I have a problem that is formulated as latent variable model. Here we have a observed vector $\bar{x}$ and a latent variable scalar y, and an observed scalar z.
The graphical model looks like $ \bar{x} \rightarrow y \rightarrow z $ i.e z depends on the latent variable y, and y depends on the vector x. Here y and z are assumed to be Gaussian distribution
The inference problem is to find distribution of y given x i.e $ \mu_{y|x}$ and $\sigma_{y|x} $.
With this I would get a normal distribution which can be sampled and used.
I have come across some theory which says the conditional distribution can be represented in a parameterised form and can be solved for the parameters using Gradient descent. Let us consider a very simple parameterisation as $ \mu_{y|x}$ and $\sigma_{y|x} $ are linear combination of x.
Hence they can be represented as $$ \mu_{y|x} = w_\mu^Tx $$ $$ \sigma_{y|x} = w_\sigma^Tx $$
Now $p(y|z)$ and $p(x|y)$ can be formulated in the above mentioned way
$$ \mu_{z|y} = ay + b $$ $$ \sigma_{z|y} = cy + d $$
where a, b, c and d are the parameters. Since there is a latent variables, y is not observed, hence it cannot be directly substituted in the objective function to compute the gradient. Computing gradient analytically is not so important as we can rely on tensorflow for the same.
But, for this case since y is not observed we need to take the overall likelihood of x, y and z i.e $ p(x, y ,z) = p(z|y)p(y|x)p(x) $
Now the overall joint likelihood can be given as
$$ \frac{-1}{\sqrt{2\pi (w_{\sigma}^T} x)^2} \exp[\frac{-(y-w_{\mu}^T x)^2}{2(w_{\sigma}^T x)^2}] \times \frac{-1}{\sqrt{2\pi (cy+d)^2}} \exp[\frac{-(y-(ay+b))^2}{2(cy + d)^2}] $$
Since the value of y is not observed we cannot directly optimise the above objective function. Hence we need to use Expectation Maximisation to solve this.
In the Expectation step, we need to initialise all the parameters and find the value $ p(y|x,z) $ and also find the Expected log likelihood $$ \mathop{\mathbb{E}}_{p(y|x,z)} p(x,y,z) $$
Now the question is how do I find $p(y | x,z)$ ?
I have couple of ideas, Please critique them.
- Since x and z are observed, they can be assumed to be independent, so we can re-write
$$ p(y|x,z) = p(y|x)p(y|z) $$
In the above equation, finding $ p (y|x)$ is easy since it is already parameterised, finding $p(y|z)$ would be a challenge as I think we need to go with Bayes theorem to do it
$$ p(y|z) = \frac{p(z|y)p(y)}{p(z)} $$ Finding $p(y)$ and $p(z)$ is a challenge here
- Rewrite
$$ p(y|x,z) = \frac{p(x, y , z)}{p(x)p(z)} = \frac{p(z|y)p(y|x)p(x)}{p(x)p(z)} = \frac{p(z|y)p(y|x)}{p(z)} $$
In the above equation, how is it possible to get $p(z)$ ?

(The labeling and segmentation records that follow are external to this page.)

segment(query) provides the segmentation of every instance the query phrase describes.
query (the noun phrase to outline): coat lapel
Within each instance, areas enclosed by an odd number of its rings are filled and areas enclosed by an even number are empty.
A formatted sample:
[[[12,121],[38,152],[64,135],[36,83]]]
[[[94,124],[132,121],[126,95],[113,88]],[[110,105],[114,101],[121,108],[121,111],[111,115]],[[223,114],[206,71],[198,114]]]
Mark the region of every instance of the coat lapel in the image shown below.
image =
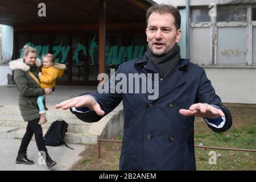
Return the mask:
[[[159,81],[159,95],[158,99],[185,82],[181,72],[177,68],[169,73],[162,81]]]

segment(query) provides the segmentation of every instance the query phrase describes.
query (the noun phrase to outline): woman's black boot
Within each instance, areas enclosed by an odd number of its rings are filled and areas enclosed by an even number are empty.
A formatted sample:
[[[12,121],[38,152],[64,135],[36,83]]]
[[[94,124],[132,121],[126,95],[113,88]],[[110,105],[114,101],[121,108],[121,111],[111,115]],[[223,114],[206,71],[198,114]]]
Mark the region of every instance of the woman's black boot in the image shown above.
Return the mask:
[[[48,168],[49,169],[54,166],[57,164],[57,163],[51,159],[49,154],[46,154],[46,166],[47,166]]]

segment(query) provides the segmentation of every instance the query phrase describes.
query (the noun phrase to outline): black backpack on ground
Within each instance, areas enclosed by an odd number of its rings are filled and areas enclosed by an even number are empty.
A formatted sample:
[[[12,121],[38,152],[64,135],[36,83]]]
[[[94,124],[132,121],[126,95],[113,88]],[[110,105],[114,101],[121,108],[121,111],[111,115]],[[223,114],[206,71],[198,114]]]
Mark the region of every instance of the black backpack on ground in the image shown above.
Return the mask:
[[[44,135],[44,143],[49,146],[58,146],[64,144],[69,147],[64,141],[65,134],[68,131],[68,124],[63,119],[59,119],[52,122],[47,132]]]

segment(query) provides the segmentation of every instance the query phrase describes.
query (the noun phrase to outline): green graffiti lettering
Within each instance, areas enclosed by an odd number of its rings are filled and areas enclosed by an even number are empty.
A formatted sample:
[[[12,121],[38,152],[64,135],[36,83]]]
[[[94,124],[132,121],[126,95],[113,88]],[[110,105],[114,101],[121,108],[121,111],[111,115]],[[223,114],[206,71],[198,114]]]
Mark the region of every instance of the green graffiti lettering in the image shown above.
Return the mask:
[[[76,49],[76,51],[75,51],[74,56],[73,56],[73,59],[76,61],[77,64],[79,64],[79,63],[81,62],[79,60],[78,58],[79,52],[80,51],[82,51],[82,53],[84,54],[84,55],[86,55],[86,51],[85,47],[83,46],[80,43],[79,43],[77,44],[77,47]]]
[[[133,59],[133,47],[128,46],[127,47],[127,60],[131,60]]]
[[[117,57],[117,61],[114,63],[114,64],[120,64],[125,62],[127,57],[127,52],[126,51],[125,46],[122,46],[119,49],[118,56]]]
[[[89,46],[89,48],[88,52],[90,53],[90,57],[92,57],[92,64],[94,64],[94,56],[93,56],[93,53],[94,52],[94,48],[98,47],[98,46],[97,45],[97,42],[95,42],[96,38],[96,35],[94,36],[93,40],[90,42],[90,46]],[[98,63],[98,60],[97,61],[97,63]]]

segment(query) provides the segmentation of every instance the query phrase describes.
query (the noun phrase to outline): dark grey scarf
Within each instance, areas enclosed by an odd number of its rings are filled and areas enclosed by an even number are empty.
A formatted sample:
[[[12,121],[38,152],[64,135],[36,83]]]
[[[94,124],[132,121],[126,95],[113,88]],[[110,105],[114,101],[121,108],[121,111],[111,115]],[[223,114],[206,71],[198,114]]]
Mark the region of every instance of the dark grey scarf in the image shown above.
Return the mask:
[[[163,78],[171,72],[181,58],[180,47],[177,44],[175,44],[168,53],[160,56],[155,56],[148,46],[145,56],[158,71],[160,78]]]

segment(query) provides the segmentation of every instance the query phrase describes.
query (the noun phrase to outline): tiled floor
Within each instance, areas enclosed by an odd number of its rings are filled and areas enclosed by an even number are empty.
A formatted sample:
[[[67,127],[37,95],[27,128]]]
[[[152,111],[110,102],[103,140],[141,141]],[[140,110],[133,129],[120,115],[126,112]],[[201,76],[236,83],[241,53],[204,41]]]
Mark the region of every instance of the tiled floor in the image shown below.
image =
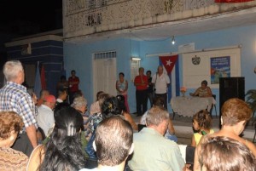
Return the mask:
[[[136,115],[131,114],[132,118],[136,123],[139,123],[140,117],[136,117]],[[172,117],[172,114],[171,114]],[[174,119],[172,119],[174,125],[176,135],[177,136],[177,143],[183,145],[190,145],[191,137],[193,135],[192,129],[192,117],[183,117],[175,115]],[[219,118],[213,117],[212,118],[212,128],[215,131],[219,128]],[[249,122],[243,132],[243,137],[250,140],[253,140],[255,133],[254,127],[252,125],[252,122]]]

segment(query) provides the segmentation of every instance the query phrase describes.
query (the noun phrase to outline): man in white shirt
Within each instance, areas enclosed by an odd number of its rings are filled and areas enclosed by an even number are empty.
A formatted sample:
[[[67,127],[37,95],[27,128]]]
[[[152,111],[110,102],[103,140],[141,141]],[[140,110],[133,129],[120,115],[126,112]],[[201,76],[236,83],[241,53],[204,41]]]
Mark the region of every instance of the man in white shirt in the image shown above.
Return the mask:
[[[170,85],[170,78],[164,73],[163,66],[159,66],[157,72],[152,77],[154,84],[154,97],[162,97],[165,100],[164,106],[167,110],[167,88]]]
[[[38,108],[37,121],[45,135],[48,134],[49,129],[55,123],[53,109],[55,107],[55,97],[49,94],[44,97],[43,104]]]

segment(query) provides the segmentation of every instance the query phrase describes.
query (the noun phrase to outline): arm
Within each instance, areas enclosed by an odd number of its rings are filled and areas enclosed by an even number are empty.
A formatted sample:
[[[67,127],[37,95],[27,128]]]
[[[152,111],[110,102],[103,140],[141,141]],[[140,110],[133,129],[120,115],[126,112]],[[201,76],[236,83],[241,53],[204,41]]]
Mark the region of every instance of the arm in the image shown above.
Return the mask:
[[[33,148],[38,146],[37,128],[34,125],[30,125],[26,128],[26,132],[28,139]]]
[[[194,94],[190,93],[189,95],[191,95],[191,96],[197,96],[199,94],[199,88],[198,88]]]
[[[191,146],[196,146],[196,142],[194,134],[192,135]]]
[[[32,152],[26,166],[27,171],[38,170],[39,166],[43,162],[44,154],[43,154],[44,145],[39,145]]]

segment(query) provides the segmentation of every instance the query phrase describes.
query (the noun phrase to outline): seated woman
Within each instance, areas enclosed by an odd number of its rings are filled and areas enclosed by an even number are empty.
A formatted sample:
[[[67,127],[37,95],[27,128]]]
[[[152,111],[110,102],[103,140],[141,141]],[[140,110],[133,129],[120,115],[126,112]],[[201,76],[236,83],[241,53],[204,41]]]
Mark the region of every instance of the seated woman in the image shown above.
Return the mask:
[[[201,154],[201,145],[205,139],[208,137],[226,136],[234,139],[245,145],[251,152],[256,156],[256,146],[249,140],[244,140],[239,135],[244,130],[246,123],[252,117],[252,110],[249,105],[243,100],[232,98],[228,100],[221,108],[221,124],[219,131],[203,136],[199,145],[196,146],[195,152],[194,170],[201,170],[201,165],[198,154]]]
[[[201,145],[202,171],[254,171],[256,158],[242,143],[228,137],[209,137]]]
[[[156,97],[156,98],[154,98],[154,100],[153,100],[153,106],[163,107],[164,104],[165,104],[165,100],[162,97]],[[146,125],[147,115],[148,115],[148,111],[141,117],[140,124]],[[166,133],[165,134],[165,137],[166,139],[169,139],[170,140],[177,142],[177,138],[175,135],[175,129],[174,129],[173,123],[172,123],[171,117],[169,118],[168,128],[167,128]]]
[[[128,121],[128,123],[130,123],[130,124],[131,125],[132,129],[137,131],[137,129],[138,129],[137,128],[137,124],[136,124],[136,123],[134,122],[134,120],[131,117],[130,113],[126,110],[125,96],[119,94],[119,95],[117,95],[116,98],[118,100],[119,108],[122,111],[121,115],[124,116],[125,121]]]
[[[49,140],[34,149],[27,171],[75,171],[85,167],[80,138],[84,127],[81,114],[73,107],[62,107],[55,113],[55,119]]]
[[[193,129],[191,146],[196,146],[203,135],[214,133],[211,128],[212,118],[206,110],[201,110],[193,116]]]
[[[201,87],[198,88],[194,94],[189,94],[191,96],[199,97],[212,97],[211,88],[207,86],[207,81],[204,80],[201,83]]]
[[[25,171],[28,157],[11,148],[24,123],[15,111],[0,111],[0,169]]]

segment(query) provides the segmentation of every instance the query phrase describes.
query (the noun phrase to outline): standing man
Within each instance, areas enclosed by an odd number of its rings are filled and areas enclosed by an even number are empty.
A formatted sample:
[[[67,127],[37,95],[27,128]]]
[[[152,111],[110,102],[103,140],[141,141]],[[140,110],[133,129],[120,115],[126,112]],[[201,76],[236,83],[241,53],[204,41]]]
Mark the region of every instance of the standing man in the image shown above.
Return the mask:
[[[139,68],[139,75],[135,77],[134,85],[136,86],[137,116],[140,117],[148,110],[148,77],[144,75],[144,68]]]
[[[167,88],[170,85],[170,78],[164,73],[163,66],[159,66],[157,72],[153,76],[152,83],[154,84],[154,97],[162,97],[165,100],[164,106],[167,110]]]
[[[13,148],[29,157],[38,145],[35,105],[26,93],[26,88],[21,85],[25,74],[19,60],[7,61],[3,66],[3,74],[7,84],[0,89],[0,111],[13,111],[22,117],[25,128]]]
[[[152,83],[152,77],[151,77],[151,71],[148,70],[146,72],[148,77],[148,99],[150,102],[150,106],[153,106],[153,98],[154,98],[154,92],[153,92],[153,83]]]
[[[73,103],[73,94],[79,90],[79,78],[76,77],[76,71],[71,71],[71,77],[68,78],[69,104]]]

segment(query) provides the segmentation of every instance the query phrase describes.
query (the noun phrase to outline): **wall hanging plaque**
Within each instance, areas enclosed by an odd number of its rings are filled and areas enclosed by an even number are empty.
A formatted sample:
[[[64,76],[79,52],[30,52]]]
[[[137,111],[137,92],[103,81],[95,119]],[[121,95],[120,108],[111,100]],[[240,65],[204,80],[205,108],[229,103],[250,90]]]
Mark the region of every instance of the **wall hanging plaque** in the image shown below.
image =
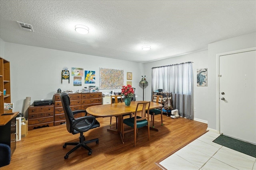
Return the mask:
[[[69,71],[68,70],[62,70],[61,73],[61,84],[62,84],[62,80],[68,80],[69,83]]]

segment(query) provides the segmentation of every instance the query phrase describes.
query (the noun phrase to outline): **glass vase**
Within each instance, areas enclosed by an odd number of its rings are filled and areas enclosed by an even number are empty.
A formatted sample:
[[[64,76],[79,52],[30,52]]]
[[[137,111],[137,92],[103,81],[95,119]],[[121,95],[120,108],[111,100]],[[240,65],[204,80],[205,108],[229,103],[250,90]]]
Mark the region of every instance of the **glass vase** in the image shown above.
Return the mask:
[[[124,103],[125,104],[125,106],[129,106],[131,104],[131,100],[132,99],[132,98],[130,97],[128,97],[128,98],[124,98]]]

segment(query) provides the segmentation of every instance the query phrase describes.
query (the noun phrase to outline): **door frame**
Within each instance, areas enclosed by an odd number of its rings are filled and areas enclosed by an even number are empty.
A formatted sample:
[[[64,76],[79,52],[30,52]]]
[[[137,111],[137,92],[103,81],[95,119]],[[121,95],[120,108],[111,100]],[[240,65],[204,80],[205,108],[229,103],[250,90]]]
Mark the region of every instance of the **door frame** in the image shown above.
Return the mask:
[[[216,116],[217,119],[216,122],[217,125],[216,125],[216,127],[217,129],[216,130],[217,131],[217,132],[218,133],[220,133],[220,78],[218,76],[218,75],[220,74],[220,56],[223,55],[244,53],[254,50],[256,50],[256,47],[249,48],[245,49],[242,49],[241,50],[229,51],[217,54],[217,76],[216,78],[217,82],[217,88],[216,89],[216,113],[217,114]]]

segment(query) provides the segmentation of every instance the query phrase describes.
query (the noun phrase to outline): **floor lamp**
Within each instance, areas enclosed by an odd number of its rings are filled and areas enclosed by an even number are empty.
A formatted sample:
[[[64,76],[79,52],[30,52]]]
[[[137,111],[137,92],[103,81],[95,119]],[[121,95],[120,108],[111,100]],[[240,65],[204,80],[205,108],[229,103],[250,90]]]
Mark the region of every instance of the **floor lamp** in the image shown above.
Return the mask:
[[[144,76],[144,77],[143,76],[142,76],[142,78],[140,82],[140,84],[142,84],[142,85],[143,86],[143,101],[144,101],[144,84],[147,84],[148,82],[146,80],[146,76]]]

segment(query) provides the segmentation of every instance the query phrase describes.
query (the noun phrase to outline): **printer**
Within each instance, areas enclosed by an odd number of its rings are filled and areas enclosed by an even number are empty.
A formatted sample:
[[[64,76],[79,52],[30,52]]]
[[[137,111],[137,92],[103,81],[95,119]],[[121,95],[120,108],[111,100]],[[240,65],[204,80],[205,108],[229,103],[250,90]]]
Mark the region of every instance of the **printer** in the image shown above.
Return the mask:
[[[52,104],[52,100],[41,100],[34,101],[34,106],[35,106],[50,105]]]

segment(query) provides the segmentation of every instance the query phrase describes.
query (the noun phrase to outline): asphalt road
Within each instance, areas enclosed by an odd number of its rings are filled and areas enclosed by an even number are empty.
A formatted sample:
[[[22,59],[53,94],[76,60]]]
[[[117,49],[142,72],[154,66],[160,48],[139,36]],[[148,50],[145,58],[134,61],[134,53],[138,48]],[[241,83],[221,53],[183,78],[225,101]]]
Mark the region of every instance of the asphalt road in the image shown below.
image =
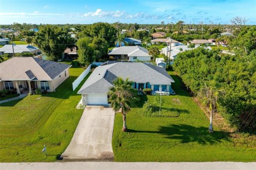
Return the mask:
[[[33,163],[0,163],[0,169],[255,170],[256,163],[117,163],[110,162],[72,162]]]

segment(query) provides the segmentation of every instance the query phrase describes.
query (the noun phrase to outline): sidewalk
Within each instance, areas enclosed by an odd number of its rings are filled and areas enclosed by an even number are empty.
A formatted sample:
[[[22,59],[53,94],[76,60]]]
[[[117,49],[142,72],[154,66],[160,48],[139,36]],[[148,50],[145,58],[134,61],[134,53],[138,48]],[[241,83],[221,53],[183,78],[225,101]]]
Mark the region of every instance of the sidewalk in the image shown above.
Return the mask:
[[[256,163],[117,163],[117,162],[54,162],[32,163],[0,163],[0,169],[104,169],[104,170],[255,170]]]
[[[6,102],[12,101],[12,100],[20,99],[22,99],[22,98],[25,97],[27,96],[28,96],[28,94],[21,94],[20,96],[19,96],[18,97],[14,97],[14,98],[10,98],[10,99],[6,99],[6,100],[4,100],[0,101],[0,104],[2,104],[2,103],[6,103]]]

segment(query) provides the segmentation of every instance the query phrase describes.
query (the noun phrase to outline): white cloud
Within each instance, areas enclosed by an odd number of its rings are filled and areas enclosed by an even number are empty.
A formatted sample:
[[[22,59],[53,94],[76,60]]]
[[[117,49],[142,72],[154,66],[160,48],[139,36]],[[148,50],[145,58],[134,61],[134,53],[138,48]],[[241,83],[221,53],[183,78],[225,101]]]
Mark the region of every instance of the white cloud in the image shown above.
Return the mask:
[[[96,16],[96,17],[106,17],[112,16],[115,18],[121,17],[124,14],[124,12],[120,11],[103,11],[101,9],[97,9],[95,12],[89,12],[84,13],[82,16],[84,17]]]

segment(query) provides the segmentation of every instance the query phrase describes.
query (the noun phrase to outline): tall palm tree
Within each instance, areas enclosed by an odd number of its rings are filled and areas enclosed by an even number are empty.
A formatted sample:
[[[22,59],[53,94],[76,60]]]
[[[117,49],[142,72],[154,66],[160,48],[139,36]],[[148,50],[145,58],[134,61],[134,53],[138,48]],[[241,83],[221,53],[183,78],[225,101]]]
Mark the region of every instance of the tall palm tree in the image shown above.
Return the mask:
[[[122,34],[119,34],[117,36],[117,39],[116,39],[117,42],[119,43],[119,46],[121,47],[122,46],[122,42],[124,41],[124,36]]]
[[[210,126],[208,129],[211,133],[213,132],[212,121],[213,114],[217,110],[219,106],[219,99],[225,95],[223,90],[219,90],[216,87],[214,82],[211,82],[211,85],[205,84],[198,92],[198,96],[202,100],[204,104],[211,110],[210,116]]]
[[[137,91],[132,87],[132,82],[127,78],[124,80],[119,77],[113,81],[114,87],[110,88],[108,95],[111,106],[115,111],[121,110],[123,116],[123,132],[127,130],[126,125],[126,114],[131,107],[135,106],[135,102],[138,100],[137,97]]]
[[[149,55],[151,55],[153,56],[153,62],[155,62],[155,58],[157,57],[158,55],[160,54],[160,52],[158,50],[157,47],[154,47],[148,51]]]

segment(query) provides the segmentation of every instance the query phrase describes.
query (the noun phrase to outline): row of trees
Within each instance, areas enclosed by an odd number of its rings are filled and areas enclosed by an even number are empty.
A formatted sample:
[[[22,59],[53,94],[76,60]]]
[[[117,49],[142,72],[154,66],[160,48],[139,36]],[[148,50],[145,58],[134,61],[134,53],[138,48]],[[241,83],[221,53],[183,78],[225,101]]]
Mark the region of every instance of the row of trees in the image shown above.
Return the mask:
[[[255,33],[256,27],[244,27],[230,38],[235,55],[197,48],[178,54],[173,65],[188,88],[206,99],[212,111],[219,106],[232,125],[251,132],[256,129]]]

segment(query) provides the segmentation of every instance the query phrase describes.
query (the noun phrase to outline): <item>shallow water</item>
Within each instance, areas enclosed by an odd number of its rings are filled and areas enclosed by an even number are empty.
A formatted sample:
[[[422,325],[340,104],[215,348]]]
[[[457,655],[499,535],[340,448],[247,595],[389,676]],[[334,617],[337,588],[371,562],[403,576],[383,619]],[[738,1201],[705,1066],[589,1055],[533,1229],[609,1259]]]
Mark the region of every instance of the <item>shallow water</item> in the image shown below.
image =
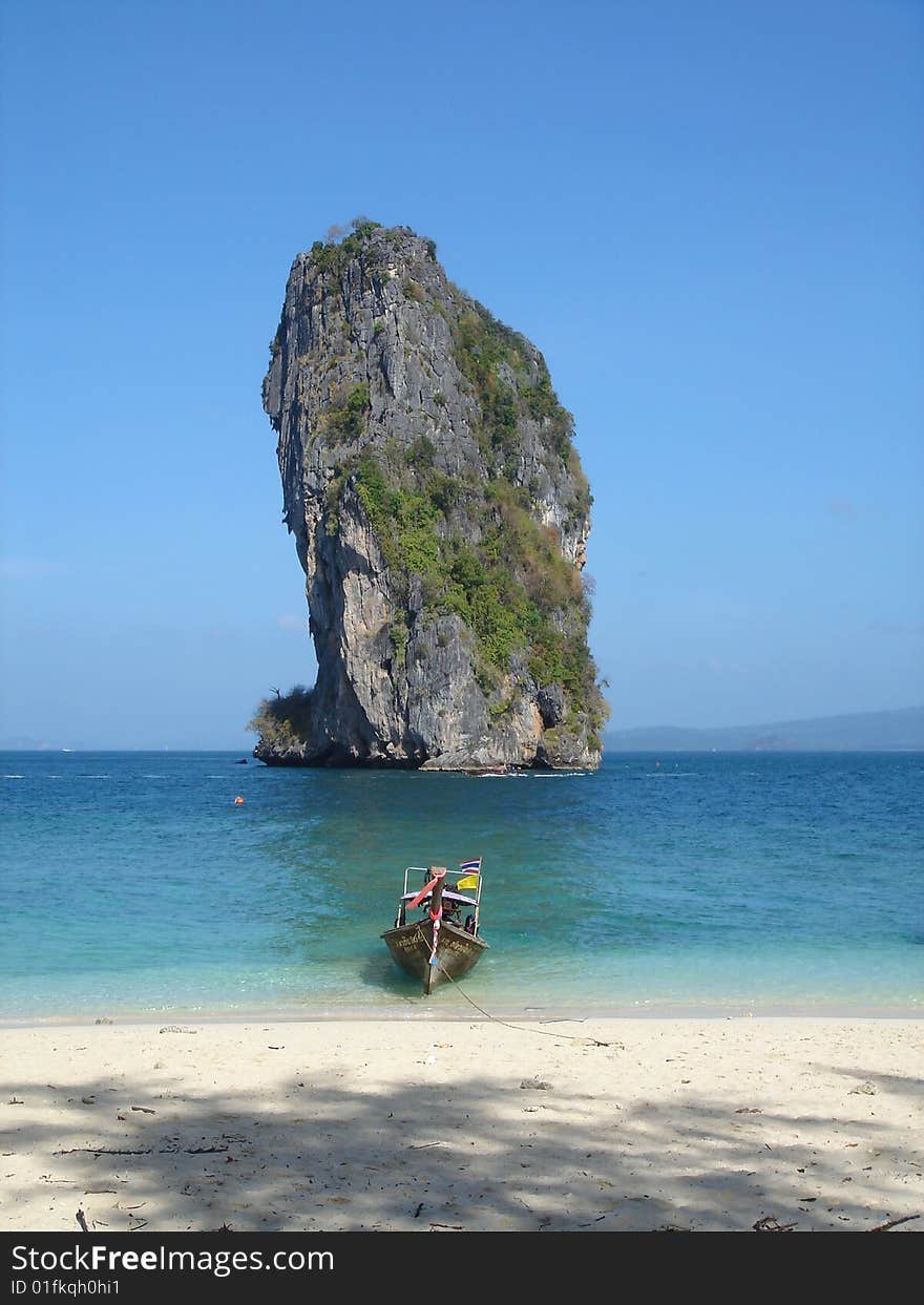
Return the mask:
[[[236,756],[0,753],[0,1015],[475,1014],[378,940],[406,864],[472,856],[491,951],[463,988],[492,1013],[921,1005],[924,754]]]

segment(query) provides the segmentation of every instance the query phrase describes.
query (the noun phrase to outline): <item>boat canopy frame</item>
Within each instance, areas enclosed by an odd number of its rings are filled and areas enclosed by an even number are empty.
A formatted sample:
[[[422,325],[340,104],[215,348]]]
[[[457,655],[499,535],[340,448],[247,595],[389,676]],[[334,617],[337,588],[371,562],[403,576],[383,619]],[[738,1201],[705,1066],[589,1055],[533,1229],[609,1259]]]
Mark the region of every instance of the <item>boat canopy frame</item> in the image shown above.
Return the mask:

Or is it straight forward to find $p(z)$ from the observed variable z?
I have been thinking a lot about this, if there is any solution that I missed, or if I am thinking about this problem in a wrong way, please let me know. Thanks for reading such a long question and thanks in advance for providing the answer.
The maximisation step would be straight forward Gradient descent of the objective function.